The economy is the reason. I don’t DARE go into debt with the US on the verge of default. And even if they don’t default, the debt is so unsustainable no matter what they do that we will eventually crash.
Also, I prayed about it and asked God for specific direction on whether to rebuild it or not. The next day I was looking at campers on the net and studying floorplans when I got that awful feeling that I can only relate to the extreme mental warning I get when I am thinking about camping someplace unsafe for the night. I have learned when I feel that warning not to try to rationalize it away, but to get out of there as quickly as I can.

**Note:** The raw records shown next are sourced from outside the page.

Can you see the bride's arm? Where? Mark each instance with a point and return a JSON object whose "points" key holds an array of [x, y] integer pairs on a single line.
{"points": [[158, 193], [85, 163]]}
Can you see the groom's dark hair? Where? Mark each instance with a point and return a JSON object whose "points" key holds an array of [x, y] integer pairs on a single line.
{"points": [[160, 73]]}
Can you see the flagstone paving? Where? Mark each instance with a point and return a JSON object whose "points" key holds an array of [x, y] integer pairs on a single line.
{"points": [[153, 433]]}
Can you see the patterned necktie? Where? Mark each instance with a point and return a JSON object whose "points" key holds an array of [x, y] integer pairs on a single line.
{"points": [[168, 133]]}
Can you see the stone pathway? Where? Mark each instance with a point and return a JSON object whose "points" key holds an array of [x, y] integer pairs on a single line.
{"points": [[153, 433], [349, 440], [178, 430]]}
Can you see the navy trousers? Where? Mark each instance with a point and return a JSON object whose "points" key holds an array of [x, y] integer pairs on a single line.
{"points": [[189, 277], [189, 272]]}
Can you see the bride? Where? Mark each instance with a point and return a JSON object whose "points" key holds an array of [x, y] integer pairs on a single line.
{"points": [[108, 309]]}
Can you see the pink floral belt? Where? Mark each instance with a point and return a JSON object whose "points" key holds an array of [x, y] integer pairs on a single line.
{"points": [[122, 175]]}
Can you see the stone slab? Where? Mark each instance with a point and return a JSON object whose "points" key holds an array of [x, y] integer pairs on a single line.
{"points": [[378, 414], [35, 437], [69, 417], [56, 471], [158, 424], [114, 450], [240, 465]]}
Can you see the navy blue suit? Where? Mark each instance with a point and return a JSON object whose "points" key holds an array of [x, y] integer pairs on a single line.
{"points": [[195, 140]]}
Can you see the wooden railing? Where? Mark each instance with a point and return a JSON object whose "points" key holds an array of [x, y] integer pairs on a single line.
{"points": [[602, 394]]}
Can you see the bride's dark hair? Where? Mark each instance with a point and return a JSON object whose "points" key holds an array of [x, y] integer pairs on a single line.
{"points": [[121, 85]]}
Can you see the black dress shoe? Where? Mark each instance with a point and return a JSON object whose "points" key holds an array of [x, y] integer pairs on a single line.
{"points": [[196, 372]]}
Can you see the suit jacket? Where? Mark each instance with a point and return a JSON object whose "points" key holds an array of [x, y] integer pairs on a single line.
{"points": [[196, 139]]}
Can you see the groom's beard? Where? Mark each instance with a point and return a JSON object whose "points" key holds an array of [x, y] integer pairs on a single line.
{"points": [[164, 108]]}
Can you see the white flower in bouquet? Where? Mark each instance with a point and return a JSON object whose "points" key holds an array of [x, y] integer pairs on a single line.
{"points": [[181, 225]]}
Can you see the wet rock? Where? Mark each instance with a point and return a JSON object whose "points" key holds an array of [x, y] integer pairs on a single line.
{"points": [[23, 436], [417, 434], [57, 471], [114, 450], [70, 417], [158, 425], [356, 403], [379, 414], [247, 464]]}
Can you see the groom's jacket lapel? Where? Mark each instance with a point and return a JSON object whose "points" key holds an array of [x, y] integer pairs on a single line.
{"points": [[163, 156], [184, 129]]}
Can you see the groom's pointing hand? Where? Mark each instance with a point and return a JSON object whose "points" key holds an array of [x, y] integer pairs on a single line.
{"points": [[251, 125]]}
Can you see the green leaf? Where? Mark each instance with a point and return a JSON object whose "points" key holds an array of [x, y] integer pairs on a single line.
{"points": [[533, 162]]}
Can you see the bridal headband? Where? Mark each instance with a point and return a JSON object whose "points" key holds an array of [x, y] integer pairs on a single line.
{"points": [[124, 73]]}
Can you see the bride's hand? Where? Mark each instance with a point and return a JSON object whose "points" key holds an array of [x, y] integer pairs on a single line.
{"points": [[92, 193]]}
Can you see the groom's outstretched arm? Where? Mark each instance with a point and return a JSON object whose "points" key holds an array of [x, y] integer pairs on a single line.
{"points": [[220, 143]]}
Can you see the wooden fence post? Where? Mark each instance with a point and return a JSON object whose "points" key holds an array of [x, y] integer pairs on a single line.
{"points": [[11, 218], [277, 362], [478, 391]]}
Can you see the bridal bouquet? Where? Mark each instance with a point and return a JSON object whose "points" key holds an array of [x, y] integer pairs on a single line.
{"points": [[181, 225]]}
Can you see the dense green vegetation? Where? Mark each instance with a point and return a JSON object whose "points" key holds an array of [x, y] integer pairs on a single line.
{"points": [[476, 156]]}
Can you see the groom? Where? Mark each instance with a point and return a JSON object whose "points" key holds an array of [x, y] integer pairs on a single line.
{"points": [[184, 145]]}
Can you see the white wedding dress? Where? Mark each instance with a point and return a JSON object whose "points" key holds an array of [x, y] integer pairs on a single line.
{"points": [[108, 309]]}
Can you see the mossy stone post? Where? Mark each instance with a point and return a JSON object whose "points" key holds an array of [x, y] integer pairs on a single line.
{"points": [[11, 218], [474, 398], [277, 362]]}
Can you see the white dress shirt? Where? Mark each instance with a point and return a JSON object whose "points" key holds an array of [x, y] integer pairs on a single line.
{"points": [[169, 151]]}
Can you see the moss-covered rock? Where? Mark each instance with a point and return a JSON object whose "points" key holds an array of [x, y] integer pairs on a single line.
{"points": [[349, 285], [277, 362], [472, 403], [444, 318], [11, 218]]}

Later, I walked out into the Aliner and felt the most profound sense of peace. All of the sudden the idea of gutting it and rebuilding it didn’t seem overwhelming. I analyzed what I actually need in a camper, and the answers are a safe place to sleep, a bathroom, a refrigerator, and a place to fix coffee and cook light meals. And the Aliner really can have everything I need. I had just wanted bling.
So, due to the extreme heat, I am only working on the camper for two hours a day. I do whatever I can get done in those two hours, then call it a day. It’s going to take a while, but I’m not on a schedule. The only deadline I have is our trip home for Thanksgiving. And I’m sure I’ll have it redone by then.